On 09.08.2013 13:39, Martin Kletzander wrote:
On 08/08/2013 05:03 PM, Brano Zarnovican wrote:
> On Thu, Aug 8, 2013 at 9:39 AM, Martin Kletzander <mkletzan(a)redhat.com> wrote:
>> At first let me explain that libvirt is not ignoring the cache=none.
>> This is propagated to qemu as a parameter for it's disk. From qemu's
>> POV (anyone feel free to correct me if I'm mistaken) this means the file
>> is opened with O_DIRECT flag; and from the open(2) manual, the O_DIRECT
>> means "Try to minimize cache effects of the I/O to and from this
>> file...", that doesn't necessarily mean there is no cache at all.
>
> Thanks for explanation.
>
>> But even if it does, this applies to files used as disks, but those
>> disks are not the only files the process is using. You can check what
>> othe files the process has mapped, opened etc. from the '/proc'
>> filesystem or using the 'lsof' utility.
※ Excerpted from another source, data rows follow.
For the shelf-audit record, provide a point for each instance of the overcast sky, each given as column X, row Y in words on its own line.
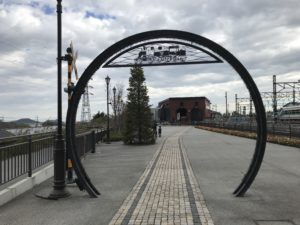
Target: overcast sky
column 263, row 35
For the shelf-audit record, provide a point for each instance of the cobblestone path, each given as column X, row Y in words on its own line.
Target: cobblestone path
column 167, row 192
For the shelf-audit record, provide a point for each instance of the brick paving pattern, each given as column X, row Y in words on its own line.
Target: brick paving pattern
column 167, row 192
All the other files can (and
>> probably will) take some cache and there is nothing wrong with that.
>
> In my case there was 4GB of caches.
>
> Just now, I have thrashed one instance with many read/writes on
> various devices. In total, tens of GB of data. But the cache (on host)
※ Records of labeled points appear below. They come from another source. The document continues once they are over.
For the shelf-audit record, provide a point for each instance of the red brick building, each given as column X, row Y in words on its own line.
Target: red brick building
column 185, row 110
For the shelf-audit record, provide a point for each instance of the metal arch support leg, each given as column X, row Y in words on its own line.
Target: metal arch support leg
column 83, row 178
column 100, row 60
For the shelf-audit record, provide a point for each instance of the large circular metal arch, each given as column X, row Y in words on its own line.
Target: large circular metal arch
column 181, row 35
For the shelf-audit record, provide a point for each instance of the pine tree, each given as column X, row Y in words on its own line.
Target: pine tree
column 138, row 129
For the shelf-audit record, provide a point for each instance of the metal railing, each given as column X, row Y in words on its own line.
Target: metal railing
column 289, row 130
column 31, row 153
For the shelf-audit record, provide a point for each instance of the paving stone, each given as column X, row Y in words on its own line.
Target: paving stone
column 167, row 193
> did not grow beyond 3MB. I'm not yet able to reproduce the problem.
>
>> Are you trying to resolve an issue or asking just out of curiosity?
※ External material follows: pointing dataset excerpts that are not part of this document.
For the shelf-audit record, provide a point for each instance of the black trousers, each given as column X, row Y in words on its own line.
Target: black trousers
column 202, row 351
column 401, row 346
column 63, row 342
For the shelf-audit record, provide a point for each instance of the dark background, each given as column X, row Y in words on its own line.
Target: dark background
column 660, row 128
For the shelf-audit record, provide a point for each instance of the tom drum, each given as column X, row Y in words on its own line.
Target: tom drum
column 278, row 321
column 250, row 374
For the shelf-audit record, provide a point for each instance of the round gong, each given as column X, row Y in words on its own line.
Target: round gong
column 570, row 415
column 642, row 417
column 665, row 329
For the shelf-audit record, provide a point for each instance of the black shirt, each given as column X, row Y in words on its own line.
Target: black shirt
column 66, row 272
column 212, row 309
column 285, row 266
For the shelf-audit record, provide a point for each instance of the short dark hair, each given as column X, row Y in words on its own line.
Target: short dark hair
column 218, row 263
>> Because this is wanted behavior and there should be no need for anyone
>> to minimize this.
>
> Once or twice, one of our VMs was OOM killed because it reached 1.5 *
> memory limit for its cgroup.
>
Oh, please report this to us. This is one of the problems we'll be,
unfortunately, dealing with forever, I guess. This limit is just a
"guess" how much qemu might take and we're setting it to make sure host
is not overwhelmed in case qemu is faulty/hacked. Since this isn't ever
possible to set exactly, it already happened that thanks to cgroups,
qemu was killed, so we had to increase the limit.
I Cc'd Michal who might be the right person to know about any further
increase.
Sometimes I feel like I should have not added the functionality.
Guessing the correct limit for a process is like solving a Halting
problem. It cannot be calculated by any algorithm and the best we can do
is increase the limit once somebody is already in a trouble. D'oh!
Morover, if somebody comes by and tell us about it, we blindly size the
limit up without knowing that the qemu is not mem-leaking for sure (in
which case the limit is right and OOM killer did the right thing). The
more problems are reported the more I'm closer to writing a patch which
removes this heuristic.
Michal